The participants in the Helmholtz Virtual Institute’s beim Kick-off in Geesthacht. Photo: HZG
Most of the partners involved in the project are clinics and universities located in northern Germany. In the long term, the close links between these research facilities and clinics in the north of the country are intended to form the basis for a translational centre on the subject of “metallic biomaterials”.
“The Virtual Institute will help us to achieve conclusive research results and also strengthen the region's standing in this field,” explains Prof. Wolfgang Kaysser, scientific director of the Helmholtz-Zentrum Geesthacht. “The issue of magnesium-based implants is extremely interesting for our centre, given that we’re an international leader in terms of possessing the expertise and production possibilities for a range of materials that are eminently suitable for medical use.

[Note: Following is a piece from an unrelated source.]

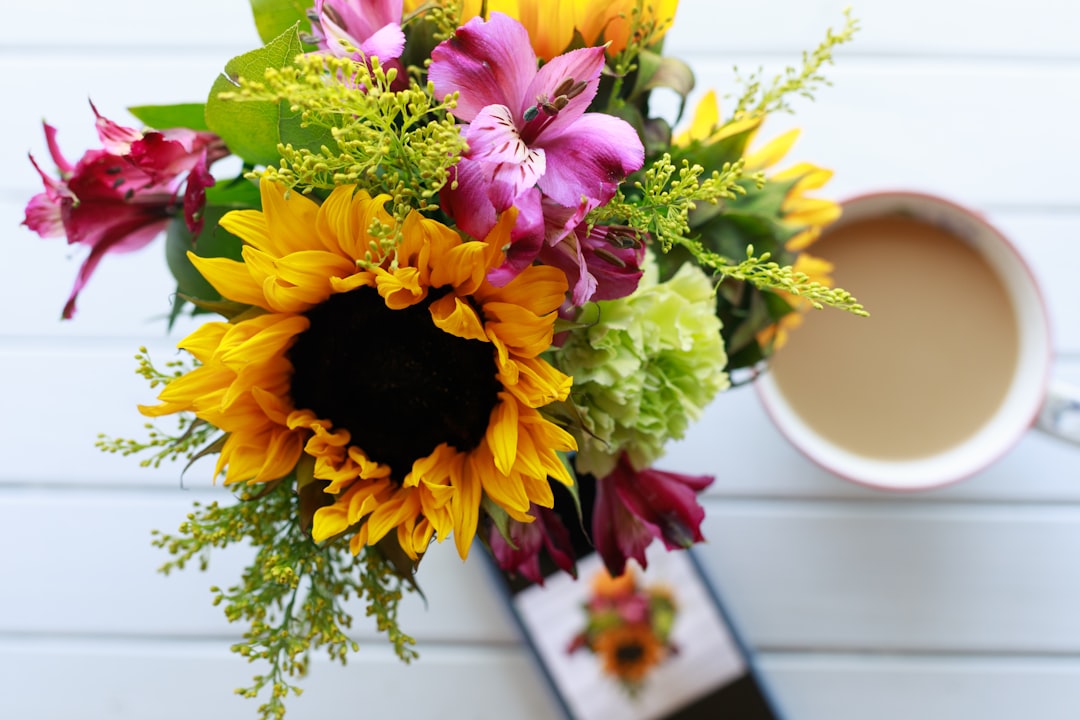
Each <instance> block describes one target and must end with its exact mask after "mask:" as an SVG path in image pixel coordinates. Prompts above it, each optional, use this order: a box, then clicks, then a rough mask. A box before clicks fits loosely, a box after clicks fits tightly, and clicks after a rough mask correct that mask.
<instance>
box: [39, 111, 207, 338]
mask: <svg viewBox="0 0 1080 720" xmlns="http://www.w3.org/2000/svg"><path fill="white" fill-rule="evenodd" d="M92 107H93V106H92ZM94 113H95V116H96V118H97V130H98V137H99V138H100V139H102V142H103V145H104V146H105V148H104V149H97V150H90V151H87V152H86V153H84V154H83V157H82V158H81V159H80V160H79V162H77V163H75V164H72V163H70V162H69V161H68V160H67V159H65V158H64V155H63V153H62V152H60V150H59V147H58V145H57V144H56V128H55V127H53V126H52V125H49V124H48V123H46V124H44V130H45V140H46V144H48V146H49V152H50V154H51V155H52V159H53V162H54V163H55V165H56V169H57V173H58V178H54V177H51V176H50V175H48V174H46V173H45V172H44V171H42V169H41V166H40V165H38V163H37V161H36V160H35V159H33V157H32V155H31V157H30V162H31V163H32V164H33V167H35V168H36V169H37V171H38V174H39V175H40V176H41V179H42V182H43V184H44V187H45V189H44V192H41V193H38V194H37V195H35V196H33V198H31V199H30V202H29V203H27V206H26V215H25V218H24V220H23V225H25V226H26V227H27V228H29V229H30V230H32V231H35V232H37V233H38V235H40V236H41V237H57V236H66V237H67V241H68V243H69V244H76V243H79V244H83V245H86V246H89V247H90V254H89V255H87V256H86V259H85V260H84V261H83V263H82V267H81V268H80V269H79V273H78V275H77V277H76V282H75V286H73V288H72V290H71V295H70V296H69V297H68V300H67V302H66V303H65V305H64V312H63V316H64V318H65V320H69V318H70V317H72V316H73V315H75V311H76V299H77V297H78V295H79V293H80V291H81V290H82V288H83V287H84V286H85V284H86V282H87V281H89V280H90V277H91V275H92V274H93V273H94V270H96V268H97V264H98V263H99V262H100V261H102V259H103V258H104V257H105V256H106V255H107V254H108V253H129V252H132V250H136V249H139V248H141V247H144V246H146V245H147V244H148V243H150V241H152V240H153V239H154V237H156V236H157V235H159V234H160V233H161V232H163V231H164V230H165V228H166V226H167V225H168V222H170V220H171V219H172V218H173V217H174V216H175V215H176V214H177V212H178V210H179V205H178V203H177V195H178V193H179V190H180V188H181V186H184V185H185V182H186V186H187V187H186V189H185V195H184V200H183V208H184V214H185V219H186V221H187V225H188V228H189V229H190V230H191V232H192V233H193V234H198V233H199V232H200V231H201V229H202V219H201V217H200V216H199V214H200V212H201V209H202V205H203V204H204V201H205V191H206V188H207V187H210V186H211V185H213V184H214V178H213V176H212V175H211V174H210V171H208V165H210V163H212V162H214V161H215V160H217V159H219V158H221V157H224V155H225V154H228V151H227V150H226V149H225V146H224V144H221V141H220V139H219V138H218V137H217V136H216V135H214V134H212V133H195V132H193V131H188V130H183V128H177V130H171V131H164V132H153V131H150V132H146V133H140V132H138V131H135V130H132V128H129V127H123V126H121V125H117V124H116V123H113V122H111V121H109V120H107V119H105V118H103V117H102V116H100V114H98V113H97V110H96V108H95V109H94Z"/></svg>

This applies as much to magnesium alloys as it does to our polymer-based biomaterials, for which we set up a Virtual Institute at the Teltow site in 2011. This effectively enables us to push forward in two directions for two very different classes of materials.”
The MetBioMat Virtual Institute will run for a period of five years. The four main partners and eleven associated partners will have a total of three million euros at their disposal. The 600,000 euros in annual funding will come from the Helmhotz Association’s Initiative and Networking Fund.

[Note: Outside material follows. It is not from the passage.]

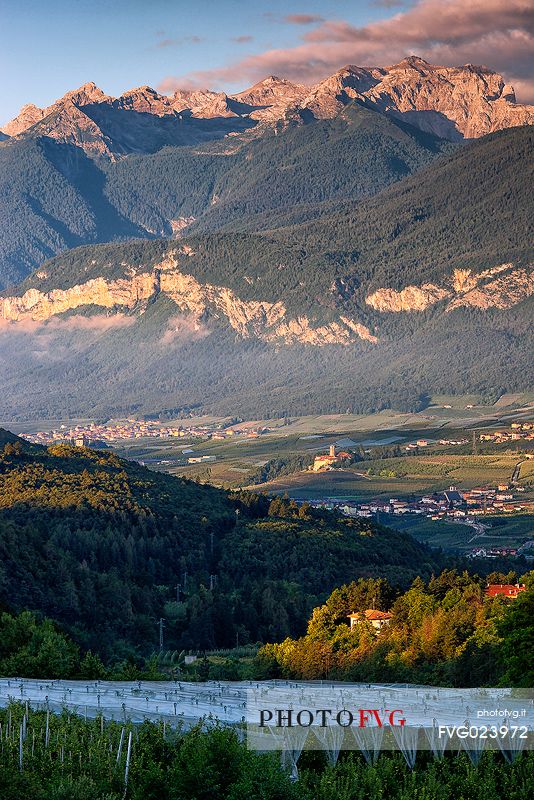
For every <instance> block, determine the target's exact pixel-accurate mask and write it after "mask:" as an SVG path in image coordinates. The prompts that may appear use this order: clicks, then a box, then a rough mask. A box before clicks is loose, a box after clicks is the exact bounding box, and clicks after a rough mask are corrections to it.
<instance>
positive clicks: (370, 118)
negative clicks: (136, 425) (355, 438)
mask: <svg viewBox="0 0 534 800" xmlns="http://www.w3.org/2000/svg"><path fill="white" fill-rule="evenodd" d="M533 121H534V108H533V107H528V106H522V105H520V104H517V103H516V102H515V96H514V93H513V89H512V87H510V86H507V85H506V84H505V82H504V80H503V79H502V77H501V76H499V75H497V74H496V73H493V72H491V71H490V70H488V69H487V68H483V67H474V66H472V65H467V66H464V67H459V68H454V69H453V68H445V67H435V66H432V65H429V64H427V63H426V62H424V61H423V60H422V59H418V58H416V57H411V58H408V59H405V60H404V61H402V62H401V63H400V64H397V65H395V66H393V67H389V68H384V69H382V68H373V69H366V68H365V69H364V68H357V67H346V68H344V69H342V70H340V71H339V72H337V73H336V74H335V75H334V76H332V77H331V78H328V79H327V80H326V81H323V82H321V83H320V84H318V85H317V86H315V87H304V86H298V85H295V84H291V83H289V82H288V81H285V80H282V79H278V78H273V77H271V78H268V79H266V80H264V81H261V82H260V83H259V84H256V85H255V86H254V87H252V88H251V89H249V90H247V91H245V92H241V93H239V94H236V95H232V96H227V95H225V94H221V93H214V92H208V91H205V92H176V93H175V94H174V95H173V96H172V97H165V96H163V95H160V94H158V93H157V92H155V91H154V90H152V89H149V88H147V87H143V88H141V89H138V90H132V91H130V92H126V93H125V94H123V95H122V96H121V97H120V98H116V99H115V98H110V97H108V96H106V95H105V94H104V93H103V92H102V91H101V90H100V89H98V88H97V87H96V86H94V84H86V85H85V86H84V87H82V88H81V89H79V90H76V91H74V92H70V93H68V94H67V95H65V97H64V98H62V99H61V100H59V101H57V103H55V104H53V105H52V106H51V107H49V108H47V109H37V108H36V107H28V106H26V107H24V109H23V110H22V112H21V114H20V115H19V116H18V117H17V118H16V120H14V121H13V122H12V123H9V124H8V125H7V126H5V127H4V129H3V131H4V134H5V135H6V136H8V137H9V138H7V139H5V140H4V141H3V142H2V143H1V144H0V193H1V194H0V196H1V197H2V205H3V211H4V214H3V218H4V220H6V222H5V223H4V224H3V225H2V231H1V232H0V258H1V260H0V282H1V284H0V285H2V284H3V286H4V287H5V288H4V292H3V294H2V296H1V297H0V321H1V320H3V323H1V322H0V348H1V352H2V354H3V356H4V358H3V366H2V369H1V377H2V381H3V388H4V392H3V398H2V400H1V401H0V414H2V415H3V416H4V417H5V418H9V417H14V416H20V417H22V418H27V417H28V416H49V415H53V416H56V415H61V416H68V415H79V414H91V415H95V414H96V415H106V414H117V413H122V412H125V411H143V412H153V411H159V412H166V413H172V412H176V411H181V410H185V409H191V408H195V409H199V408H202V409H209V410H210V411H214V412H217V413H230V414H233V413H234V412H237V413H239V414H240V415H249V416H256V415H259V414H261V415H265V416H267V415H270V414H277V415H278V414H283V413H299V412H302V411H310V412H317V411H332V410H338V411H339V410H346V409H350V410H357V411H360V410H366V411H367V410H370V409H377V408H383V407H390V406H395V407H397V408H399V407H400V408H406V409H412V408H416V407H419V406H420V405H421V404H424V402H425V398H426V397H427V396H428V395H429V394H431V393H433V392H435V393H437V392H441V393H448V392H473V391H475V392H479V393H481V394H483V395H485V396H488V397H494V396H496V395H498V393H499V392H501V391H504V390H521V389H525V388H529V387H530V386H532V383H533V380H532V378H533V376H532V365H531V359H530V358H529V353H530V352H531V348H532V344H533V343H532V333H531V328H532V326H531V325H530V324H529V322H530V318H531V310H532V306H531V303H532V300H531V295H532V293H533V289H534V281H533V277H532V260H533V259H532V219H533V217H534V215H533V213H532V189H531V187H532V185H533V184H534V175H533V167H532V163H533V162H532V151H533V147H532V145H533V139H534V133H533V131H534V129H533V128H532V127H530V123H532V122H533ZM65 251H66V252H65ZM56 254H57V255H56ZM51 256H55V257H54V258H51V260H47V259H49V258H50V257H51ZM444 363H446V364H447V369H443V364H444ZM103 386H105V387H106V389H105V392H103V389H102V387H103ZM14 409H16V411H15V410H14Z"/></svg>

Regine Willumeit Römer. Photo: HZG/ Christian Schmid
“Altogether, there’ll be five work packages, in which we’ll develop magnesium-based orthopaedic implants, provide comprehensive characterisation and test them in animal studies,” says Prof. Regine Willumeit, head of the Institute of Materials Research at the Helmholtz-Zentrum Geesthacht.
The initiator of the research network describes the tasks of researchers at Geesthacht as follows: “Our colleagues here at the Magnesium Innovations Centre – MagIC – provide us with the basic material, the magnesium alloy. Our job is to examine the factors that will eventually help to dissolve the magnesium. We also test the alloy’s properties in laboratory experiments.” After that, the in vivo studies are conducted by our partners at the Hanover Medical School, the University Medical Centre (UKE) in Hamburg, and at Graz University, in Austria.
Supporting Junior Researchers:The research association promotes the interdisciplinary training of PhD students in the form of introductory seminars on materials research, biochemistry, biology and medicine. Topics relating to patent law and health care regulations are also covered. This provides doctoral candidates with the essentials of biomaterial development, as well as the basics about bringing a medical device onto the market.